Brazilian meat manufacturer JBS has agreed to acquire plant-based meat producer Vivera in a deal worth approximately €341 million.
Netherlands-based Vivera is the third-largest manufacturer of plant-based food products in Europe. The company sells meat alternative products such as burgers, chicken alternatives and mince alternatives in 25 countries across the continent, including The Netherlands, the UK and Germany.
The acquisition includes three manufacturing units and a research and development centre located in The Netherlands.
In a statement, JBS claimed that it plans to manage Vivera “as a standalone business unit”, with Vivera’s current leadership team remaining in place.

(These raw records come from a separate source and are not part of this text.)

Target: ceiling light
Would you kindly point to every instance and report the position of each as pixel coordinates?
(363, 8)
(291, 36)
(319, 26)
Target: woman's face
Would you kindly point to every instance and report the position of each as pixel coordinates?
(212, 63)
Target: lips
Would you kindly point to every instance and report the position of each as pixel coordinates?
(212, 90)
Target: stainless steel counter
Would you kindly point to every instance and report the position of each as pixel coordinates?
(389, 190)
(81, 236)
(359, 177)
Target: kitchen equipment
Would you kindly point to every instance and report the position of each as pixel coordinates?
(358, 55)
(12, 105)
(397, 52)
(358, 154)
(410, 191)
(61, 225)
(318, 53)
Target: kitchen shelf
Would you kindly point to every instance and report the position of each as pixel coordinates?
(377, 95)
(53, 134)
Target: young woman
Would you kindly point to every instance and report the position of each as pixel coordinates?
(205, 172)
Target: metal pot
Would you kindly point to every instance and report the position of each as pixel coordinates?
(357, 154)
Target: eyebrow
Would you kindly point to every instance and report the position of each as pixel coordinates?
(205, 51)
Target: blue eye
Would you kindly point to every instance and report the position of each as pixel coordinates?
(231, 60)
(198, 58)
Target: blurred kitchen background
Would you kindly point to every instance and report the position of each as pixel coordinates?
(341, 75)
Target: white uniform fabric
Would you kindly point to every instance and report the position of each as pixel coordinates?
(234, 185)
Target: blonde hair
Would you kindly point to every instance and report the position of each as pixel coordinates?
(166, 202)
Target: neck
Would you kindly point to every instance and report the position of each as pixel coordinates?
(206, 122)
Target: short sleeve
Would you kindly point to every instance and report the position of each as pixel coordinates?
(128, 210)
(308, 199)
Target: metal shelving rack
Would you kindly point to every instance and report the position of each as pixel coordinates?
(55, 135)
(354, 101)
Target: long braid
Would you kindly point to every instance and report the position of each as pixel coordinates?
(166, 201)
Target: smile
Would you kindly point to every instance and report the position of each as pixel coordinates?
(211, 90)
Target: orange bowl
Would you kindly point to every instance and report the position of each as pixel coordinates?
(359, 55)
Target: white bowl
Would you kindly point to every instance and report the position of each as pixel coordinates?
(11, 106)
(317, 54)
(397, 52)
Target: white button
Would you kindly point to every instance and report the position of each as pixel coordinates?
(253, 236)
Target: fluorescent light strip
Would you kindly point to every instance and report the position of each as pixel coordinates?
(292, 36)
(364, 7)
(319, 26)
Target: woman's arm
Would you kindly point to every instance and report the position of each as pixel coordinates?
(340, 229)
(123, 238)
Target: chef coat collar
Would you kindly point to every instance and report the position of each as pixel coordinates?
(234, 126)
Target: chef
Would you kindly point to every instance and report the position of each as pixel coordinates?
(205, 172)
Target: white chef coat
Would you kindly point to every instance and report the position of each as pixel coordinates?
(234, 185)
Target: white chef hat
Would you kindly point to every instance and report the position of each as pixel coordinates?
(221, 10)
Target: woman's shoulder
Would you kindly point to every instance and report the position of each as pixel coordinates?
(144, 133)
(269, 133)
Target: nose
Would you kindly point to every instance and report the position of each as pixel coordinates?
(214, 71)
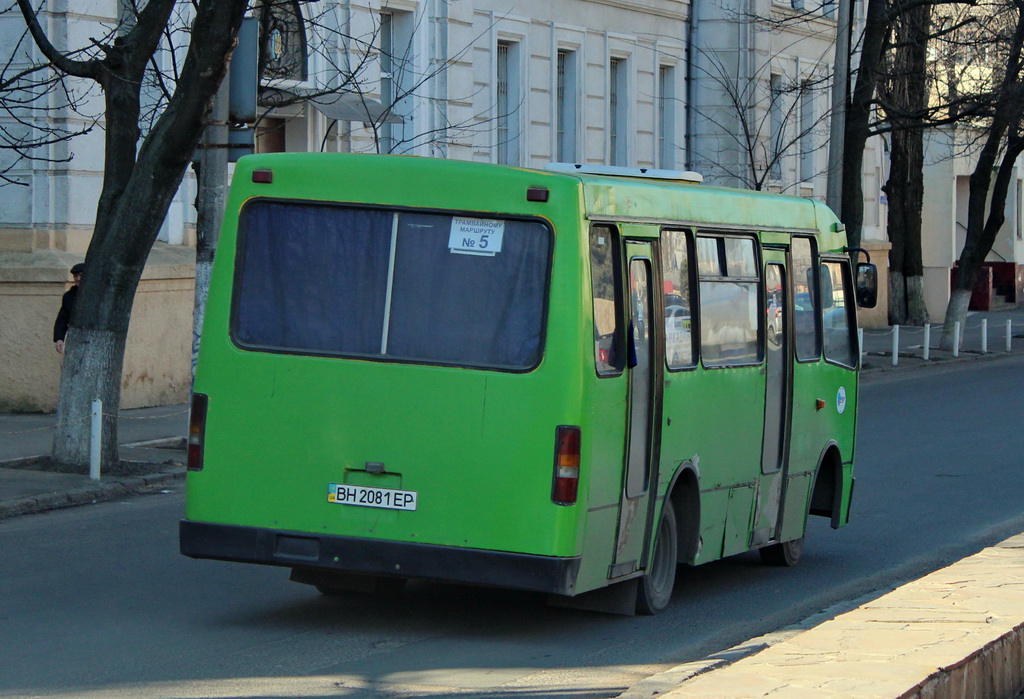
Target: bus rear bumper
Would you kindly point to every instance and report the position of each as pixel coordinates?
(343, 554)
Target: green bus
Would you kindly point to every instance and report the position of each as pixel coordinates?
(567, 381)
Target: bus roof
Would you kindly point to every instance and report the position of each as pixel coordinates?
(605, 197)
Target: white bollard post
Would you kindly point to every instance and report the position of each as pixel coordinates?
(95, 439)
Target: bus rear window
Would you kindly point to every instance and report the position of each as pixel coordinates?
(398, 286)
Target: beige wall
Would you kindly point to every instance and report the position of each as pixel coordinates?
(158, 357)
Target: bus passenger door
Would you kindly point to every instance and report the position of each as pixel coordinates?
(644, 397)
(778, 363)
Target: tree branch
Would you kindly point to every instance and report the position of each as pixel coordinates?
(80, 69)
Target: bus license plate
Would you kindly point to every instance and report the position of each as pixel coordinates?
(361, 495)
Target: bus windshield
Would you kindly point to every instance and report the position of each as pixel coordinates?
(403, 286)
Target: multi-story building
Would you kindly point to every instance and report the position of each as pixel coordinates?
(670, 84)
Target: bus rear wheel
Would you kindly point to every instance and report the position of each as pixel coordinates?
(785, 554)
(654, 588)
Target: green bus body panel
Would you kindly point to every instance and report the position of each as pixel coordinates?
(477, 446)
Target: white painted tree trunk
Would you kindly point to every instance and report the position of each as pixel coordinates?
(955, 313)
(916, 309)
(88, 365)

This purchase comes as JBS seeks to enhance its presence in the plant-based food category, which is estimated to grow exponentially due to increasing consumer demand for plant-based products such as meat alternatives due to the increase of flexitarian, vegetarian and vegan eating habits.
JBS has already released a number of plant-based products to meet this demand, notably through its Seara subsidiary’s Incrível range in Brazil, while the firm’s Planterra unit has debuted a number of plant-based products through its Ozo brand in the US.

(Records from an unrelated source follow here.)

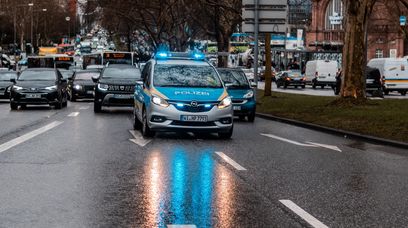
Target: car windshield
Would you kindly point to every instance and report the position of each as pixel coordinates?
(186, 76)
(120, 73)
(37, 76)
(237, 79)
(7, 76)
(86, 75)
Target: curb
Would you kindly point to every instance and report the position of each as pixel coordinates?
(351, 135)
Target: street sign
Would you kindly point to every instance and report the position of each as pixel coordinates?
(403, 20)
(272, 16)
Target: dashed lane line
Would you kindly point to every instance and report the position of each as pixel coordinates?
(10, 144)
(230, 161)
(303, 214)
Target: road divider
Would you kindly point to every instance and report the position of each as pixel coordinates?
(230, 161)
(8, 145)
(303, 214)
(306, 144)
(138, 139)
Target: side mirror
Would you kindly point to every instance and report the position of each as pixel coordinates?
(95, 79)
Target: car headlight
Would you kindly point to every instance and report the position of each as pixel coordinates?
(51, 88)
(159, 101)
(77, 87)
(17, 88)
(103, 87)
(249, 94)
(225, 103)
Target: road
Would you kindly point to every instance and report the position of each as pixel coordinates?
(326, 92)
(74, 168)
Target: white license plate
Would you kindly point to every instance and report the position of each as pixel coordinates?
(194, 118)
(33, 96)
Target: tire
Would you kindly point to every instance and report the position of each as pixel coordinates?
(146, 131)
(137, 125)
(226, 135)
(251, 117)
(13, 106)
(97, 107)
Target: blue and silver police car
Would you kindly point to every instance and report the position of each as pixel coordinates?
(182, 92)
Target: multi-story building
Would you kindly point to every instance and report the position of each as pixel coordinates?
(326, 31)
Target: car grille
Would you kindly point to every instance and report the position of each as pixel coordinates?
(193, 124)
(121, 88)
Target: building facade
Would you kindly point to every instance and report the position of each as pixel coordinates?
(326, 31)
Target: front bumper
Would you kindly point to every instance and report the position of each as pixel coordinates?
(172, 119)
(42, 97)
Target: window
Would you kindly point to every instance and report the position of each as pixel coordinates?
(379, 53)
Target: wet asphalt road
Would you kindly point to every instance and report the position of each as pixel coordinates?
(85, 172)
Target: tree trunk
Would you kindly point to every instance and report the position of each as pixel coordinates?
(354, 51)
(268, 66)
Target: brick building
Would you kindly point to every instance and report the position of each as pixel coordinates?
(326, 33)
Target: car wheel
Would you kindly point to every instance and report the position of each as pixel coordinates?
(146, 131)
(251, 117)
(13, 106)
(226, 135)
(137, 125)
(97, 107)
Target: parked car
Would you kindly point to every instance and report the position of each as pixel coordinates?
(6, 84)
(241, 92)
(290, 78)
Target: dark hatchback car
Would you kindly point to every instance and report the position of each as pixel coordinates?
(5, 83)
(374, 84)
(290, 78)
(115, 86)
(81, 85)
(240, 91)
(39, 86)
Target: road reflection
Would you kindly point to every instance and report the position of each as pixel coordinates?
(186, 188)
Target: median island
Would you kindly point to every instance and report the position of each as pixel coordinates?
(386, 118)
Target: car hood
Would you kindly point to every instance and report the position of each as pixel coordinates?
(35, 84)
(238, 93)
(192, 94)
(118, 81)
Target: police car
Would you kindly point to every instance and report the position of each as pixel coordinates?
(182, 92)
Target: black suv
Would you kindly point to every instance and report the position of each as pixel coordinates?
(81, 86)
(115, 86)
(39, 86)
(5, 83)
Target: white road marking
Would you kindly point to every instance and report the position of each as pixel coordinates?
(326, 146)
(288, 140)
(181, 226)
(74, 114)
(303, 214)
(138, 139)
(230, 161)
(8, 145)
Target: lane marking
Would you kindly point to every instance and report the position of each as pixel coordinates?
(303, 214)
(230, 161)
(8, 145)
(330, 147)
(181, 226)
(288, 140)
(74, 114)
(138, 138)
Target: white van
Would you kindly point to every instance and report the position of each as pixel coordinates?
(394, 72)
(321, 73)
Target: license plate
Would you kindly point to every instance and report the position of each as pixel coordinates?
(194, 118)
(33, 96)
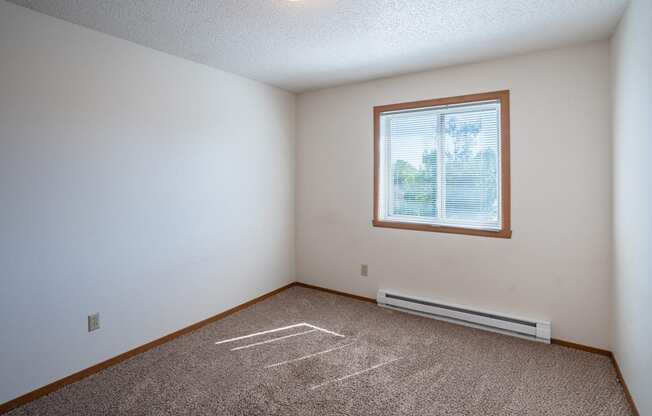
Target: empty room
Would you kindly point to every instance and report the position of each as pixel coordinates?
(326, 207)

Gilberto Tomazoni, global CEO of JBS, said: “This acquisition is an important step to strengthen our global plant-based protein platform.
“Vivera will give JBS a stronghold in the plant-based sector, with technological knowledge and capacity for innovation”.
Willem van Weede, CEO of Vivera, added: “Joining forces with JBS gives us access to significant resources and capabilities to accelerate our current strong growth trajectory and Vivera brand expansion.